La pazzia della folla inferocita e cieca e il supplizio irragionevole di un essere umano, vittima non tanto della storia ma del caso, della superficialità, della gretta fame di sopraffazione, della vendetta sommaria, irragionevole. E soprattutto “antidemocratica”. Perché “la democrazia non lincia mai nessuno. Né può invocare giustificazioni per tollerare il linciaggio di un essere umano”.
Walter Veltroni torna alla storia e alla cronaca di quei giorni convulsi di una Roma da poco liberata dall’occupazione nazifascista: è il settembre 1944 quando la rabbia del popolo si trasforma in giustizia sommaria nei confronti di Donato Carretta, direttore di Regina Coeli, linciato e massacrato da una folla inferocita.
Quella mattina doveva aprirsi il processo a carico di Pietro Caruso, ex questore della capitale, accusato, tra l’altro di aver compilato la lista di persone destinate alle Fosse Ardeatine. Una folla premeva fuori dall’aula di giustizia, sfondò i cordoni per entrare al grido di “morte a Caruso”, ma l’ex questore non c’era. C’era Carretta. Era in aula per testimoniare contro Caruso, ma venne additato da una donna come responsabile della morte di persone detenute a Regina Coeli. E per questo linciato dalla folla, insoddisfatta e affamata di vendetta, gettato nel Tevere, finito a colpi di remo e poi appeso alle sbarre di una finestra del carcere. E’ la storia della “labile tenuta emotiva” di una massa cieca alla ricerca di un capro espiatorio e dello sgomento di un uomo che si trova per caso dalla parte sbagliata del tornante della Storia. “Mi ha dato molto dolore scrivere di questo uomo che si sveglia una mattina per andare a testimoniare contro un fascista, di un uomo che aveva fatto scappare Pertini e Saragat: ed invece finisce a piedi all’insù, vittima di un linciaggio spaventoso e violento”.

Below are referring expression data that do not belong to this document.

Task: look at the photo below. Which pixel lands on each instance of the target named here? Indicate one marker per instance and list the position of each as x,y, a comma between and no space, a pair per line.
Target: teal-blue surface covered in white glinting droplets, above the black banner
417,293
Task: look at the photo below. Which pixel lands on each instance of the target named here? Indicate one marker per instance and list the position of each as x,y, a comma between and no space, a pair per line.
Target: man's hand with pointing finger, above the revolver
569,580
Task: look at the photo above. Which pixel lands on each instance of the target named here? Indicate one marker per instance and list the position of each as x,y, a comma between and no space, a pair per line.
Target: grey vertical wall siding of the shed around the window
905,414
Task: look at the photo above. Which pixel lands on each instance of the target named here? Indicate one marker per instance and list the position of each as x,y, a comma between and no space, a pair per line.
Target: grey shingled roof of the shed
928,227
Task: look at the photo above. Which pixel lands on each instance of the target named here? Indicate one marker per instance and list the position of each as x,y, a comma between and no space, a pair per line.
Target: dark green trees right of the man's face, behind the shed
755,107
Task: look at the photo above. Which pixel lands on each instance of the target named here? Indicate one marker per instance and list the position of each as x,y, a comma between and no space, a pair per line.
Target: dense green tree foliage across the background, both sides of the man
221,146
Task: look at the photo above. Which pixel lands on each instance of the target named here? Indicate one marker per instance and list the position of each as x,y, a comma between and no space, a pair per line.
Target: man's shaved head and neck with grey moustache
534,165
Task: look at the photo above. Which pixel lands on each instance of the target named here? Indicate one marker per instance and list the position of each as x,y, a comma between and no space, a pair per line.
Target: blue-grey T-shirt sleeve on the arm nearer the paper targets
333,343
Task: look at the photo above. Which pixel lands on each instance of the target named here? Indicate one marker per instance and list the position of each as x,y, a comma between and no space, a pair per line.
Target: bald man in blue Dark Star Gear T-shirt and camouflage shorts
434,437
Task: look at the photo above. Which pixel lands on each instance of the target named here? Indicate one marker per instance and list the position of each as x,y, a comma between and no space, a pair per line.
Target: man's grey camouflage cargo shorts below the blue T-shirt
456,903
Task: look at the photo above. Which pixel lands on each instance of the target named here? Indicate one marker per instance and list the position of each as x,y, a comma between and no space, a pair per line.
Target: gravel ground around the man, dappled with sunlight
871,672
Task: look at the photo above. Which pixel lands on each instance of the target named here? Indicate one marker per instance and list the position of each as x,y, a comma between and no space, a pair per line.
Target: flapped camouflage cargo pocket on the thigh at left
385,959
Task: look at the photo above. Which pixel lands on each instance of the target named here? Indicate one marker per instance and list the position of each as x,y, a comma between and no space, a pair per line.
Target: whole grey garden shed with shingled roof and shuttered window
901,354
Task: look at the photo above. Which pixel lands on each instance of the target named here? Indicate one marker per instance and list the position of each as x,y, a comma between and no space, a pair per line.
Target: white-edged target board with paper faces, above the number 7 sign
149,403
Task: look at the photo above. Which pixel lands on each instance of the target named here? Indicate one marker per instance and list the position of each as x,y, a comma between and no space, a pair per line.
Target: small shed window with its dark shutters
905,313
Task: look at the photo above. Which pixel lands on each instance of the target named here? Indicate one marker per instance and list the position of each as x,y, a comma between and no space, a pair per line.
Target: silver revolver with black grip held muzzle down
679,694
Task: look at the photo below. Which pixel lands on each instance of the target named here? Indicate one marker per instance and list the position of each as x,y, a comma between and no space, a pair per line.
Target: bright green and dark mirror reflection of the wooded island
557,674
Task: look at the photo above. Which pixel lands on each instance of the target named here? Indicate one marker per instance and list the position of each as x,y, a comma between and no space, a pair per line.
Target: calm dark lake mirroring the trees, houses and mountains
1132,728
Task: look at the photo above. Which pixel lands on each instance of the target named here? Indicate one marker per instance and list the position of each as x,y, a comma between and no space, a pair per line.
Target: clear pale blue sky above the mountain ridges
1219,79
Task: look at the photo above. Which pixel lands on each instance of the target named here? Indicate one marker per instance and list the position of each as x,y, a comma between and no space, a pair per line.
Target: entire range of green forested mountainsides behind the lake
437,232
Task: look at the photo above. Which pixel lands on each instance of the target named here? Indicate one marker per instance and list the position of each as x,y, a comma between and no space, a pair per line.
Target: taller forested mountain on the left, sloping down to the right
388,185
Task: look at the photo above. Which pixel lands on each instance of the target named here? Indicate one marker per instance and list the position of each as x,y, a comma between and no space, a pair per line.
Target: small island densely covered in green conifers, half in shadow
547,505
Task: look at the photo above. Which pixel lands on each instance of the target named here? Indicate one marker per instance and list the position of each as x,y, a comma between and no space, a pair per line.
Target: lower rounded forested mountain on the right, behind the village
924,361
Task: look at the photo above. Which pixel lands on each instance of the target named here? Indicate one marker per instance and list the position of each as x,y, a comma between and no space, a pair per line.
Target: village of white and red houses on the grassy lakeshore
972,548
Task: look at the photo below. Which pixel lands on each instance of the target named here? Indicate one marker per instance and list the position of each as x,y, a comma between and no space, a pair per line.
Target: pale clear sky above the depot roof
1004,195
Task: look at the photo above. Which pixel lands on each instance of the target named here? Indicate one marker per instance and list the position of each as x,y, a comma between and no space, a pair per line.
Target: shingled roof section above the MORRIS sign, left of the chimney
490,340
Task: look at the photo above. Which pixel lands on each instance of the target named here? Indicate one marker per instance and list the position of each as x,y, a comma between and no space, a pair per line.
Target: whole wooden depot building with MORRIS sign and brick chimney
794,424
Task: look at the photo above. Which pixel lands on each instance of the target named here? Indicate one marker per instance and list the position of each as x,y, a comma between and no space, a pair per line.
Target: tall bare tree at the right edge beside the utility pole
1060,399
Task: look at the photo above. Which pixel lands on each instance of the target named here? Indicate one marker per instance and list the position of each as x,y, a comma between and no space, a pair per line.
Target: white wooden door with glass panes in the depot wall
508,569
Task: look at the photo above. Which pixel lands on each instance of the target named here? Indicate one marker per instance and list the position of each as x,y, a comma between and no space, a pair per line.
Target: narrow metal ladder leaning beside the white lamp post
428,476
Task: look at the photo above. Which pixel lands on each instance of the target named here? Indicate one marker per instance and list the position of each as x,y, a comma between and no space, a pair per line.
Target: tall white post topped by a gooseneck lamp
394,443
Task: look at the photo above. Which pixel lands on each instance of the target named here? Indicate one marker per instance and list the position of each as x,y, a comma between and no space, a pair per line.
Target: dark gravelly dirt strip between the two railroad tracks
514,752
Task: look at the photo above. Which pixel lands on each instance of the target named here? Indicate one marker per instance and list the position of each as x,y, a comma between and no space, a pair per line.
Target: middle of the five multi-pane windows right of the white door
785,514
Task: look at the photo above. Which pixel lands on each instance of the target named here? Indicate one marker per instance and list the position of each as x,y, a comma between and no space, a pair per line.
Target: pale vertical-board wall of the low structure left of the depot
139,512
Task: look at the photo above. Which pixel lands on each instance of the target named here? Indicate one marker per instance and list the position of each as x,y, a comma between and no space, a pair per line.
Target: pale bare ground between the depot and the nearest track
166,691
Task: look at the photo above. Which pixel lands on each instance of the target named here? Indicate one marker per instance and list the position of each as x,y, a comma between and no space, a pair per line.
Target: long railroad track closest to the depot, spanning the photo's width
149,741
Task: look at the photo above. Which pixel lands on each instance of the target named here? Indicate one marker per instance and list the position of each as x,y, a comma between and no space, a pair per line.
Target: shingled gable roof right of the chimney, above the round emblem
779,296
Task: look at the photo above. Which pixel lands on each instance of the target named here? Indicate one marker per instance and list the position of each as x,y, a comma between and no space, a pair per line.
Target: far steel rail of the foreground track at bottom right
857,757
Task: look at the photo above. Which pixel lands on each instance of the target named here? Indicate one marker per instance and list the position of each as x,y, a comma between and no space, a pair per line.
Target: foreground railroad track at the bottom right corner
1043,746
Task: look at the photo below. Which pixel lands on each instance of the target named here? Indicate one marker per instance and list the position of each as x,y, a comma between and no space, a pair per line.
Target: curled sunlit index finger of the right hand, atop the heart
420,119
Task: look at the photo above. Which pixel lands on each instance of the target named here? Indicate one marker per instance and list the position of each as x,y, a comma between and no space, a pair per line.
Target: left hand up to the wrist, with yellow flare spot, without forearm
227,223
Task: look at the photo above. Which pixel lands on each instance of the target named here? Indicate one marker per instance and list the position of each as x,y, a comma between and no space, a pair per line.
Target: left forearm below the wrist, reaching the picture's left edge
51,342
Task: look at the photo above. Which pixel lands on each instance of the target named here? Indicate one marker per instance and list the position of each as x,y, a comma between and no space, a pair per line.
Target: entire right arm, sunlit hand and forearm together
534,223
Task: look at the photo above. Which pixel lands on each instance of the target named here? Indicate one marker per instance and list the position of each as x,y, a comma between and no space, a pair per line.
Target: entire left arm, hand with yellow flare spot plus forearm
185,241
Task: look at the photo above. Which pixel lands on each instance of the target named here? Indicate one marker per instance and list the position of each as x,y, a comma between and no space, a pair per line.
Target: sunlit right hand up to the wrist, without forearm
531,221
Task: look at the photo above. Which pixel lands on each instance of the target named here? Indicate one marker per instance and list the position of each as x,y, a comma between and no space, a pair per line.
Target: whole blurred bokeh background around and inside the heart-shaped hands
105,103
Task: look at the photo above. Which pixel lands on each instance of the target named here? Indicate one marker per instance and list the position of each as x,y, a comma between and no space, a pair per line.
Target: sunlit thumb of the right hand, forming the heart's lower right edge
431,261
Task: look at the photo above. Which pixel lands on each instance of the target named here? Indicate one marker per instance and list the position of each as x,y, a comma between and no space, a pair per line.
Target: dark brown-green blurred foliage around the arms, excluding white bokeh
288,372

Ma La condanna racconta anche di un passato ancora attuale, in cui è possibile leggere il presente in cui viviamo. Viene in mente la violenza dei social ma, è l’invito di Veltroni, non è solo quello, non c’è solo la violenza virtuale: “Viviamo in un momento in cui il linguaggio ha perso i confini della democrazia” che si può declinare in tanti modi ma “mai con l’incitazione alla violenza”. Come quella pronunciata invece da Trump che evoca il “bagno di sangue” in caso di una sua mancata rielezione.